Перед террасой была хозяйская клумба. Однажды я сорвал на ней цветок. Этого делать было нельзя. Мать спросила меня: «Какая у тебя любимая игрушка?» Я показал на лошадь-качалку. Она подошла и оторвала ей хвост.

Говорят, когда меня оставляли одного в комнате, то, чтобы я ничего не повредил, меня привязывали на длинную ниточку к ножке стула. Я этого не помню: вероятно, это было слишком неприятно. Моя взрослая дочь, детский психолог, узнавши об этом, всплеснула руками и воскликнула: «И они еще думали, что у них вырастет нормальный ребенок!» Мне кажется, я с тех пор всю жизнь чувствовал себя несвободным – не на цепи, а вот на такой длинной ниточке.

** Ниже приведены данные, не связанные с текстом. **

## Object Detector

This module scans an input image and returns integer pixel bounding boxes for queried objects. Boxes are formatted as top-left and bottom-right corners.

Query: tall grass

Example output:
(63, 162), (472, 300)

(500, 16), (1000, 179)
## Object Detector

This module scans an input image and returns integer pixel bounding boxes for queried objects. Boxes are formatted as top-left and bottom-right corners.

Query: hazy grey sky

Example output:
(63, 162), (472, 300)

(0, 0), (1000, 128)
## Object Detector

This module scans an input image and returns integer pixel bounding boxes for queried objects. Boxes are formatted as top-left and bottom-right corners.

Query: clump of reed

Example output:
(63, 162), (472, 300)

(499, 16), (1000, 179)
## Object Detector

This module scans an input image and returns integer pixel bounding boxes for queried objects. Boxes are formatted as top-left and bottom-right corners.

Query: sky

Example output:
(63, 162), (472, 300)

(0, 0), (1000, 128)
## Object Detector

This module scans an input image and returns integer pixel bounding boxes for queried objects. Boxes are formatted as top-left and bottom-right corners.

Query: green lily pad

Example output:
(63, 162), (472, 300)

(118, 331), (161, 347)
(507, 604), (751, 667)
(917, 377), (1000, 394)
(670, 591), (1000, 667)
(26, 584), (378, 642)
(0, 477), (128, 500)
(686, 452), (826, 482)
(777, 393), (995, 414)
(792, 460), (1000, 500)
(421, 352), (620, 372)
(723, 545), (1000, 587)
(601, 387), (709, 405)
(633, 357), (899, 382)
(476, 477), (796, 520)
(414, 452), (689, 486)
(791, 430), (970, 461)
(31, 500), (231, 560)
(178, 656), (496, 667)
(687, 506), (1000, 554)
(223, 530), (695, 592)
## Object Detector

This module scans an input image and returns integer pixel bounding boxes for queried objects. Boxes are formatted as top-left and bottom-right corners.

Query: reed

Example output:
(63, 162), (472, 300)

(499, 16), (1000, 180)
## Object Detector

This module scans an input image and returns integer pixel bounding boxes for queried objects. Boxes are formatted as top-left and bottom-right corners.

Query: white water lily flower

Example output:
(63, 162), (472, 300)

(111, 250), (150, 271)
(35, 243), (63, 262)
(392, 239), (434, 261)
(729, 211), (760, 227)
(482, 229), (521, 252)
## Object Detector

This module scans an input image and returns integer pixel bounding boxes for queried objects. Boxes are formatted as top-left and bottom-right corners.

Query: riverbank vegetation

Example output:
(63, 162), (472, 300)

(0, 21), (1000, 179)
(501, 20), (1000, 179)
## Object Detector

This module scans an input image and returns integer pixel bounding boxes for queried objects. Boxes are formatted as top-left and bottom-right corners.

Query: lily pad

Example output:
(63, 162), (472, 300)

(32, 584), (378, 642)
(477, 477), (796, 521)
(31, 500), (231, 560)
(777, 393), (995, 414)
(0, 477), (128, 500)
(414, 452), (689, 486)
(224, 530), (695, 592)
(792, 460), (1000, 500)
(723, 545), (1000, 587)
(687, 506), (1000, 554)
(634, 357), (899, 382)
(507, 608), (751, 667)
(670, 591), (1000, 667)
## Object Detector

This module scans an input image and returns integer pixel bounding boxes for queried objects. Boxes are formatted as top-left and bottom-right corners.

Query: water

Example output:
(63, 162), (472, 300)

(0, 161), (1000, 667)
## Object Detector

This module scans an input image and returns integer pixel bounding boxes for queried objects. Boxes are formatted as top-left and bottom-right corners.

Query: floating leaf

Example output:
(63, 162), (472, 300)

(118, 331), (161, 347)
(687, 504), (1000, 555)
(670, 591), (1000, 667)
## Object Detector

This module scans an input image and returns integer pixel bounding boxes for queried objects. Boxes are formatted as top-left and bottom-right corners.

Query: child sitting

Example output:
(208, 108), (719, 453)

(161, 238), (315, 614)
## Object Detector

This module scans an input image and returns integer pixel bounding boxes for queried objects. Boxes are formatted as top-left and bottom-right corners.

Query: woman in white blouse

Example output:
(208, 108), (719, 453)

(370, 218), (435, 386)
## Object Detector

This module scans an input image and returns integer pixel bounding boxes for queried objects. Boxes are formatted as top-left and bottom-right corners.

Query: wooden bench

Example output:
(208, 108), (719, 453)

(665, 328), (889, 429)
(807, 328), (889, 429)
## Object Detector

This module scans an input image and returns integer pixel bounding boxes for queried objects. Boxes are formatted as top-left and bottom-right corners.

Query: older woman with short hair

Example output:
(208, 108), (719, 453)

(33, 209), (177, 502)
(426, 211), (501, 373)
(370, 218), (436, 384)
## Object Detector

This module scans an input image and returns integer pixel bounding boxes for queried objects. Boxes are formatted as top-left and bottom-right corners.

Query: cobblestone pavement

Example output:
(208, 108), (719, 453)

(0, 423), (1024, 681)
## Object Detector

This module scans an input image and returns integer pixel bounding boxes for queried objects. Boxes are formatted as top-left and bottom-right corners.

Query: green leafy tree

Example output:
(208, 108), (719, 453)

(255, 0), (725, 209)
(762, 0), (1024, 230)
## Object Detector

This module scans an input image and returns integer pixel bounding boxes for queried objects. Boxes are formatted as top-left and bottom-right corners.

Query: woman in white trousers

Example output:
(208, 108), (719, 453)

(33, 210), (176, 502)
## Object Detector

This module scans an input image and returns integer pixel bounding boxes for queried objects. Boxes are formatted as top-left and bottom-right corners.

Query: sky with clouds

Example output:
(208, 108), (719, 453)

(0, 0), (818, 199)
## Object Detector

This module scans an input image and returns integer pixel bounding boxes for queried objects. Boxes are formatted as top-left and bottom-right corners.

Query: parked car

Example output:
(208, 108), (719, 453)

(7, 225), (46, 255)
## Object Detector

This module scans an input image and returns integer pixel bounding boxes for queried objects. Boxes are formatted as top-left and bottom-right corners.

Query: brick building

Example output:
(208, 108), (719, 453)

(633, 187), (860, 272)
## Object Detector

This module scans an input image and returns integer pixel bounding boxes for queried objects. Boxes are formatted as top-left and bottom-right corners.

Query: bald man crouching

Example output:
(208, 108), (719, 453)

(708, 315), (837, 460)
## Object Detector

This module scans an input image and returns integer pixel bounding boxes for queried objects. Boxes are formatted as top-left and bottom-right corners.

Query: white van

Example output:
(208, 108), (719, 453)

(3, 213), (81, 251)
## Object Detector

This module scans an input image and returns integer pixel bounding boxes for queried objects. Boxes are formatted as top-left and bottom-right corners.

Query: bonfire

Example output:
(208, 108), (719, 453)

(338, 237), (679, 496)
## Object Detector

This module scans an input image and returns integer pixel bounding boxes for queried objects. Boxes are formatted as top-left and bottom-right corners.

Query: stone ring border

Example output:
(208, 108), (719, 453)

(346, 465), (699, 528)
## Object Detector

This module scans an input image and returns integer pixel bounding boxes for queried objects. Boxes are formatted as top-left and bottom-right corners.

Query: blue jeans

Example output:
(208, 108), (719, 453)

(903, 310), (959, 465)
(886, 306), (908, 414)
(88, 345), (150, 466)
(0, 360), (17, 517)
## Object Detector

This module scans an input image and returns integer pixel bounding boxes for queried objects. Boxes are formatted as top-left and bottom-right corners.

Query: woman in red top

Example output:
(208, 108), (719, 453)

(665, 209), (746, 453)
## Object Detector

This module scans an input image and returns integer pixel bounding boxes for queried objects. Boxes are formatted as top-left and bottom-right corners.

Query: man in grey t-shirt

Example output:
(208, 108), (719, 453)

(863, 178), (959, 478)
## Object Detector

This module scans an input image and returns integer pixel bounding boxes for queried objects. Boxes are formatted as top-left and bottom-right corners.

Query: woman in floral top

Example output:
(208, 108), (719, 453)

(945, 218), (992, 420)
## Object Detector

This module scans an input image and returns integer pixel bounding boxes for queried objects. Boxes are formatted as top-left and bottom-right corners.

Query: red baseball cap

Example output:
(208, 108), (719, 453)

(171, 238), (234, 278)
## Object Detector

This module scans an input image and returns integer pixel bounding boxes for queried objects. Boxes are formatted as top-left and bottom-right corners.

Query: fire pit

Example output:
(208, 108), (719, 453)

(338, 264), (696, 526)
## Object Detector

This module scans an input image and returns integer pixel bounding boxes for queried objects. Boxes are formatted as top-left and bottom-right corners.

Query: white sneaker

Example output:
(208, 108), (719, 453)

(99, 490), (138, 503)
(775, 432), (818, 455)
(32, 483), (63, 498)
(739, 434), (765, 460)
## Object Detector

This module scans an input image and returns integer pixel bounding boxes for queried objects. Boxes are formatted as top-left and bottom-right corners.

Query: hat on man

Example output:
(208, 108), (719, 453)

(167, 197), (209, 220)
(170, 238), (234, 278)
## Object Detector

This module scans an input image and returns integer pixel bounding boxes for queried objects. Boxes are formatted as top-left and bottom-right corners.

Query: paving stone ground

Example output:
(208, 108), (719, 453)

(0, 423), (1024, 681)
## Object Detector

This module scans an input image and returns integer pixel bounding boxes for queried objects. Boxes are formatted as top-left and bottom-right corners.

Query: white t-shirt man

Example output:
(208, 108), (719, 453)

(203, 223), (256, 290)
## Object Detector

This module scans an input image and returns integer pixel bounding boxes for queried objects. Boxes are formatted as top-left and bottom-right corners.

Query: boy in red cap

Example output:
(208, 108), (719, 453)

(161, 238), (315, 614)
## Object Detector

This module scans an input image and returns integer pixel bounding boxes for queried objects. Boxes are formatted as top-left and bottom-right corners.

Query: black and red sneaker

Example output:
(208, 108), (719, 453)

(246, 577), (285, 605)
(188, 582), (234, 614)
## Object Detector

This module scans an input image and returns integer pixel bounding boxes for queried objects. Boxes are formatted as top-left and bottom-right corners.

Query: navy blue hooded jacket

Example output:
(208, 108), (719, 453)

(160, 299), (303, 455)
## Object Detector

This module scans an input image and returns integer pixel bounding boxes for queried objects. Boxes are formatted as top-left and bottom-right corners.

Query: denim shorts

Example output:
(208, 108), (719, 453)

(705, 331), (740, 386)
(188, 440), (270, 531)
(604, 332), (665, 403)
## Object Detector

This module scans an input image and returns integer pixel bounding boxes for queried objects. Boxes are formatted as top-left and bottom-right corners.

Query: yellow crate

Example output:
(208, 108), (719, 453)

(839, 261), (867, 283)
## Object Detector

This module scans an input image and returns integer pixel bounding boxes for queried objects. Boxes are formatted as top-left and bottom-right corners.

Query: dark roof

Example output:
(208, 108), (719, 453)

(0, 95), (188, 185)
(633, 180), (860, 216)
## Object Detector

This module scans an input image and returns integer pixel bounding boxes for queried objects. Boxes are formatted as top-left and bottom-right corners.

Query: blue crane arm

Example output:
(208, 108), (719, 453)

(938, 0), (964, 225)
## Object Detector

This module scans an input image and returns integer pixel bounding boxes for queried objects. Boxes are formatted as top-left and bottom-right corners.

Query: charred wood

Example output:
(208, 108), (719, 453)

Мне в первый раз дали в руки ножницы: вырезывать бумажные фигурки. Это было интересно. Захотелось попробовать, можно ли так же резать и материю. Я разрезал край скатерти, и сразу стало страшно. Когда это увидела мать, она отобрала у меня ножницы, оттянула пальцами джемпер у меня на груди и одним взмахом вырезала в нем дыру размером с пятак: «Вот теперь всю жизнь будешь так ходить!» Самое ужасное было, что всю жизнь. Я помню этот джемпер как сейчас: со спины голубой, спереди полосатый, черный с желтым, как брюшко насекомого. Он был крепкий, его потом зашили и носили еще лет десять. Мне казалось, я грудью чувствую то место, где была дыра.

Когда я делал что-нибудь не так, мне говорили: «Что о тебе люди подумают!» и «На тебя смотреть противно!» Первого я не понимал: не все ли равно, что подумают чужие люди, если так плохо думают свои – те, которые могут сделать со мной что хотят? А что на меня смотреть противно, я запомнил на всю жизнь. Я сказал, что любимой игрушкой моей была лошадь-качалка, кажется черная. Но я ее почти не помню, не помню и других игрушек. Помню только кубики с буквами. Не те, большие, где при А был нарисован арбуз, а при Б – барабан, а другие, маленькие, серые с черными буквами, где ничто не отвлекало внимания. Было интересно, что А-М – это одно, а М-А – это совсем другое. Бабушка вспоминала, как я позвал ее: «Посмотри, что получилось!» Выложилось слово «Хвалынск». Это из советской сказки: жил в городе Хвалынске старик, и послал он трех своих сыновей узнать, что на свете самое прекрасное. Один стал танкистом, другой летчиком, третий моряком, и все трое сказали, что самое прекрасное на свете – наша Советская страна.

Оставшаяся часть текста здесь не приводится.